1. A jurisprudência do Supremo Tribunal Federal está pacificada no sentido de que as causas intentadas contra a União poderão ser aforadas na seção judiciária em que for domiciliado o autor, naquela onde houver ocorrido o ato ou fato que deu origem à demanda ou onde esteja situada a coisa, ou, ainda, no Distrito Federal. 2. Agravo regimental improvido.
(RE 509442 AgR, Relator(a):  Min. ELLEN GRACIE, Segunda Turma, julgado em 03/08/2010, DJe-154 DIVULG 19-08-2010 PUBLIC 20-08-2010 EMENT VOL-02411-05 PP-01046 RT v. 99, n. 901, 2010, p. 142-144)

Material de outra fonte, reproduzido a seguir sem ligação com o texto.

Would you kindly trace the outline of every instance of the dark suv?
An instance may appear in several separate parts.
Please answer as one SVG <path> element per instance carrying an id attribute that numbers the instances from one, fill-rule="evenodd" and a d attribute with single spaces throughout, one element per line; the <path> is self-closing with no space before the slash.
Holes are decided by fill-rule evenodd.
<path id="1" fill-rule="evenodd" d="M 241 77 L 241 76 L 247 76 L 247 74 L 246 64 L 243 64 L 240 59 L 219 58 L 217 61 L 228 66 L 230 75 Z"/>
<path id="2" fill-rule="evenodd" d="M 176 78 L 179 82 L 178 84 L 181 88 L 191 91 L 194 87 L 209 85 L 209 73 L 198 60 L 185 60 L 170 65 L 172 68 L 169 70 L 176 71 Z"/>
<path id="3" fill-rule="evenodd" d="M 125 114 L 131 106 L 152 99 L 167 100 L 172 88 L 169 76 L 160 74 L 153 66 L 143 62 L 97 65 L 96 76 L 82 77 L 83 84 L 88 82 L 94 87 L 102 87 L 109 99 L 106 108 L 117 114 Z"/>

EMENTA: AGRAVO REGIMENTAL NO RECURSO EXTRAORDINÁRIO. CONSTITUCIONAL. PROCESSUAL CIVIL. COMPETÊNCIA. DESAPROPRIAÇÃO INDIRETA. AÇÃO INTENTADA CONTRA A UNIÃO. ART. 109, 2º, DA CONSTITUIÇÃO. AGRAVO IMPROVIDO. I – O art. 109, § 2º, da Constituição assegurou ao autor a faculdade de escolher, entre as alternativas delineadas pela Carta Magna, o foro para ajuizar as ações intentadas contra a União. Precedentes. II – O constituinte não determinou qualquer correlação entre a opção do autor e a natureza da ação proposta contra a União. Assim, o fato de se tratar de uma ação real não impede o autor de escolher, entre as opções definidas pela Lei Maior, o foro mais conveniente à satisfação de sua pretensão. III – Agravo regimental improvido.
(RE 599188 AgR, Relator(a):  Min. RICARDO LEWANDOWSKI, Primeira Turma, julgado em 14/06/2011, DJe-124 DIVULG 29-06-2011 PUBLIC 30-06-2011 EMENT VOL-02554-01 PP-00202)

Por favor, atualize o Info 586 do STJ onde expliquei o tema acima, mas não falei a respeito da segunda corrente.

Agradeço ao leitor Cleanto Fernandes, que me informou a respeito das decisões monocráticas aplicando o art. 109, § 2º da CF/88 ao mandado de segurança.